As long as Green Party candidate Jill Stein presses for a recount of election results, Donald Trump will continue to deliver accusations of widespread voter fraud, a spokesman for the president-elect suggested Monday.

“If this much attention and oxygen is going to be paid to a frivolous fundraising scheme, then there should be substantive looks at voter fraud and illegal immigrants voting,”  Trump transition spokesman Jason Miller, referring to Stein’s fundraising efforts to pay for the recount, said during a call with reporters Monday.

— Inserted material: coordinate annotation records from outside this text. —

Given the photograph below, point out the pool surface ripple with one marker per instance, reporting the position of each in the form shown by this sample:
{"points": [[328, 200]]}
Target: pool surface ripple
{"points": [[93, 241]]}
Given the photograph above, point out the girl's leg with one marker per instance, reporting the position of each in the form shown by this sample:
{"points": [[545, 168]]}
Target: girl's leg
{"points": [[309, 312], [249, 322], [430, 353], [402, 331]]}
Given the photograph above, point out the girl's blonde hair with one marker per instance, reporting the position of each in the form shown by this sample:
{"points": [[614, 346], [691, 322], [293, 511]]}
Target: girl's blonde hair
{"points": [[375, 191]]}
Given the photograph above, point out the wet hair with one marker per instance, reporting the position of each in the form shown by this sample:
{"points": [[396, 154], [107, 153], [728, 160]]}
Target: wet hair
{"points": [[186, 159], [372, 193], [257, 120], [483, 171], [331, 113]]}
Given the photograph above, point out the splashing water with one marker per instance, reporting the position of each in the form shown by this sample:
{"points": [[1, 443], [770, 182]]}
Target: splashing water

Miller would not say whether a Trump administration would be willing to investigate either of those claims, but he added, “If so much time and attention is going to be given to recount issues, we’re going to talk about some of the other concerns that are out there.”

Neither side has offered proof of mass irregularities that could sway the results of the election, and Democratic candidate Hillary Clinton, whose campaign will participate in Stein’s recount push, has already conceded. But Trump, who is expected to win the Electoral College when it votes next month despite losing the popular vote on Election Day, baselessly claimed Sunday that he “won the popular vote if you deduct the millions of people who voted illegally.” He went on to claim allege “serious voter fraud” in Virginia, New Hampshire and California, three states he lost. Top election officials in those states issued remarks Monday rebutting Trump’s comments.

Miller did not provide any evidence of illegal voting in the November election. Instead, he pointed to a 2014 Washington Post study arguing that non-citizens could sway the vote in that year’s elections (multiple other reports offered opposing results). He also noted a Pew study from 2012 on invalid voter registrations.

Miller scoffed at the unfolding recount effort in some Rust Belt states, calling the media’s focus on it “ridiculous.”

On Monday, the Wisconsin Elections Commission rejected an effort by Stein’s campaign to have the votes recounted by hand, the Milwaukee Journal-Sentinel reported. Instead, it will be up to elections officials in each of the state’s counties to decide how to precede.

Marc Elias, a lawyer for Clinton’s campaign, wrote in a post on Medium over the weekend that the campaign’s engagement in Stein’s recount effort came after it received “hundreds” of messages urging them to investigate whether results were “hacked and altered in a way to disadvantage Secretary Clinton.”

Along with Wisconsin, Elias said Clinton’s supporters were also interested in Michigan and Pennsylvania, both states Trump won narrowly in November. Stein filed Monday to begin the process in the Keystone State and said she plans to do the same in Michigan.